As an Oakland A’s and Cincinnati Reds fan, I often wonder what the Reds would be like if they had Billy Beane running the team. If BB had taken over after last season, I can see him realizing that the team was more than 1-2 players away from contending and that the minor league system needed some additional strength. Here’s what I can picture happening:
- Harang to Arizona for a similar haul as he got for Haren (includes Greg Smith, Dana Eveland, Carlos Gonzalez, who are on the MLB team, and Brett Anderson, Chris Carter, and Aaron Cunningham).
- Arroyo to another team for prospects similar to those obtained by Blanton (includes Adrian Cardenas, Josh Outman, and Matthew Spencer)
- Griffey to another team for a minor prospect
- Never invited Corey Patterson within 100 miles of Cincinnati
- Trade Dunn near the trading deadline and called up Jay Bruce
- Kept Josh Hamilton – I just don’t think he would have traded away such an enormous talent. The only way Volquez would be a Red would be if the Rangers would have taken Joey Votto for him.
- A Josh Fogg-ish pitcher would be in the rotation, but so would Smith, Eveland, Cueto, and Thompson/Bailey.
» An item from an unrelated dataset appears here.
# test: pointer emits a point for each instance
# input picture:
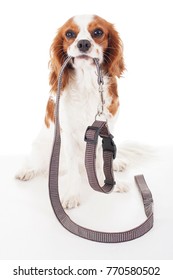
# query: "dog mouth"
(83, 56)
- Not signing Francisco Cordero.
- All in all, reducing the club’s payroll significantly, leaving more room for large bonuses for draft picks and Latin ballplayers, and giving flexibility going into next offseason.
The thing I love about BB is that he makes pre-emptive moves. The A’s weren’t going to win this year without a couple big-name free-agent signings, which just weren’t available last offseason. So, BB, knowing the weakness of A’s farm system, acted to shore it up with short and long-term solutions. Yes, Aaron Harang is a stud, 2008 injury notwithstanding, but so are the 6 players Oakland got for Dan Haren, including the 2 whose MLB pitching performances are not that far behind Haren’s.
The thing that frustrates me about Reds’ management is that they seem to be stuck between wanting to win now (“Going for it”) and building for the future. As Billy Beane shows us, there is a way to succeed at doing both.